Bilder vom Neuenheimer Feld, Heidelberg und der Universität Heidelberg

Empirical Methods for NLP and Data Science

Module Description

Course Module Abbreviation Credit Points
BA-2010 AS-CL 8 LP
Master SS-CL, SS-TAC 8 LP
Informatik Seminar IS 4 LP
Lecturer Stefan Riezler
Module Type Hauptseminar
Language English
First Session 22.04.2021
Time and Place Thursday, 11:15-12:45, tba
Commitment Period tbd.

Prerequisite for Participation

Good knowledge of statistical machine learning (e.g., by successful completion of courses "Statistical Methods for Computational Linguistics" and/or "Neural Networks: Architectures and Applications for NLP") and experience in experimental work (e.g., software project or seminar implementation project)

Assessment

  • Regular and active participation
  • Oral presentation
  • Implementation project (CL) or written term paper (Informatics)

Content

Most natural language processing (NLP) or data science tasks can be formalized as machine learning problems where a prediction function needs to be learned and evaluated on data pairs of inputs and gold standard outputs.
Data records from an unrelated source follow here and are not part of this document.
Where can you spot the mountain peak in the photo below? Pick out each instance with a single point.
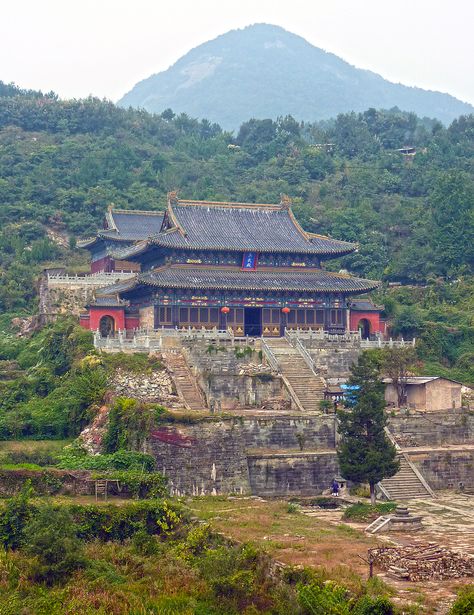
(263, 71)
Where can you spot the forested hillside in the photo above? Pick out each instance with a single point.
(63, 162)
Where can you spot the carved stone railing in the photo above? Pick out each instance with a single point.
(380, 343)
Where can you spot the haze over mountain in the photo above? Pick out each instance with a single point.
(264, 71)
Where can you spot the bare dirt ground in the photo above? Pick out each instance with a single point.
(319, 538)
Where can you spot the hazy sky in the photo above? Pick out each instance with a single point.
(103, 47)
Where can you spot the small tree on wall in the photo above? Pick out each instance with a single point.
(365, 453)
(396, 364)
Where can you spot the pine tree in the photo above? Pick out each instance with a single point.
(365, 453)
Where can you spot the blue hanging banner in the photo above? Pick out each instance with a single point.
(249, 260)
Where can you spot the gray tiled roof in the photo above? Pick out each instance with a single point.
(314, 280)
(132, 225)
(127, 225)
(243, 227)
(365, 305)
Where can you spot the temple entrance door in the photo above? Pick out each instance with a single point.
(253, 322)
(364, 328)
(106, 326)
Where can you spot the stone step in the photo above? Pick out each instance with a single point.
(406, 484)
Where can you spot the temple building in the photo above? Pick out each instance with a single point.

Usually, the representation of input data and the association of inputs to gold standard outputs is not questioned, assuming an ideal machine learning scenario. In real-world NLP problems, machine learning is preceded by a step of establishing representations of input data and of annotating inputs with gold standard labels, and succeeded by a comparative evaluation of the performance of the machine learning model on a held-out set of annotated data. Correct methodology in these phases is essential for the overall success of empirical NLP, however, it is underrepresented in theory and often neglected in practice. In this seminar we will explicitly discuss questions and methods of empirical science that regard the phases preceding and succeeding machine learning, centered around the problems of validity, reliability, and significance. The problem of VALIDITY includes the following questions:

  • How can the concept of validity - does a machine learning method predict what it purports to predict - be formalized?
  • Possible pitfalls that compromise validity, and how to avoid them
  • Statistical tests of validity of predictions, based on generalized additive models

Another set of questions regards RELIABILITY of human data annotation and in predictions of machine learning models, including a discussion of the following methods:
  • How to disentangle the various problems of agreement, reproducibility, replicability, etc.
  • Problems of descriptive statistics for reliability assessment
  • Reliability assessment by variance component analysis, based on linear mixed-effects models

A last set of problems concerns SIGNIFICANCE, i.e., the question of how theory-critical hypotheses can be tested and confirmed as accurately as possible. Our discussion will include the following items:
  • Central concepts of statistical hypothesis testing: error types, power of tests, multiplicity problem
  • Problematic assumptions on the distribution of test statistics in standard singificance tests
  • Powerful and general statistical significance tests: approximate randomization and generalized likelihood ratio test

Literature

The seminar will be based on a pre-print of the textbook "Validity, Reliability, and Significance: Model-Based Empirical Methods for NLP" (in progress). Stefan Riezler and Michael Hagmann.

A list of further literature will be given in the first session of the seminar.

Enrollment

Please enroll at the CL enrollment page until April 11, 2021.